Faur’s piece is, at first glance, a muted grayscale portrait of a farmhouse.  But upon closer inspection it’s crafted of shredded bits of text- covered shredded paper in varying values to create the image portrayed from afar.  In addition to the lettered slips of paper, there is the added element of gold leaf edged on some of the shreds as well as a gold plated cast lamb’s heart included in the frame of the work.  There is no statement to accompany the elements of this piece so the viewer is left to interpret the work as best as possible. It is intriguing nonetheless.

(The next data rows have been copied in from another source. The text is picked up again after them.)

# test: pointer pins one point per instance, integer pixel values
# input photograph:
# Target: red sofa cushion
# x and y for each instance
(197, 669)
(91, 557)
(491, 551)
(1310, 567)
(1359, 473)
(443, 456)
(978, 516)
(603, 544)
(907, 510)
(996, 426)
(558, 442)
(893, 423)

It is interesting that the notion of ‘text’ should be interpreted by so many artists in what might be considered a non-textual fashion as stated above.  There are lovely collaged images by Trudy Borenstein-Sugiura and Billy Renkl, and a sculptural work by Megan Mattax (byproduct: kän,den’sāSH(ə)n that really speaks to a ‘world of language’, presented as a globe of sorts, crafted of discarded dictionaries, thread, ink, gesso, and epoxy resin.  It is not lost on this reviewer that most of these materials are traditional book-making supplies.

And then there are a number of works which are, in the traditional way of text and lettering and such, crafted in two-dimensions, with paints and  inks on paper; printed commercially as well as more traditionally in a carved wood-block or printer’s press manner.  These works shine in their ability to accomplish two or more jobs at once.  They are artfully executed, well-crafted images in their own right, and yet carry the burden of language within their shape.

Ian Cross’s work, Inner Speech reads as an abstracted illustration of an over-grown forested landscape.  In Cheryl Wassenaar’s works Pause 1 & 11, utilizing commercial signage, I am reminded of the spare, shape driven language of the sculptural work of Louis Nevelson.   Craig Briar’s printed works Post Truth and A Smatter of Fact both lurch the viewer back into a modern state of political awareness without mentioning any names.

 

It is difficult to escape the current here and now of our dramatic political landscape, especially when contemplating the printed word and the meaning of words themselves.  Manifest’s Textuality exhibit does a fine job of delivering to the viewer the escape from reality that art can often offer -through beauty, provocation of thought, and creative manipulation of materials, while still challenging us to remember what’s at stake, especially in these challenging modern times, through the avenue of the printed word.

This show runs through September 14, 2018 at the Manifest Gallery in Walnut Hills, Cincinnati, Ohio.

–Amy Bogard

Responses

  1. Mike Gentry says:

    August 27th, 2018at 9:25 pm(#)

    Appreciated the artistic merit and originality of the pieces. clever. subtle. worth my time.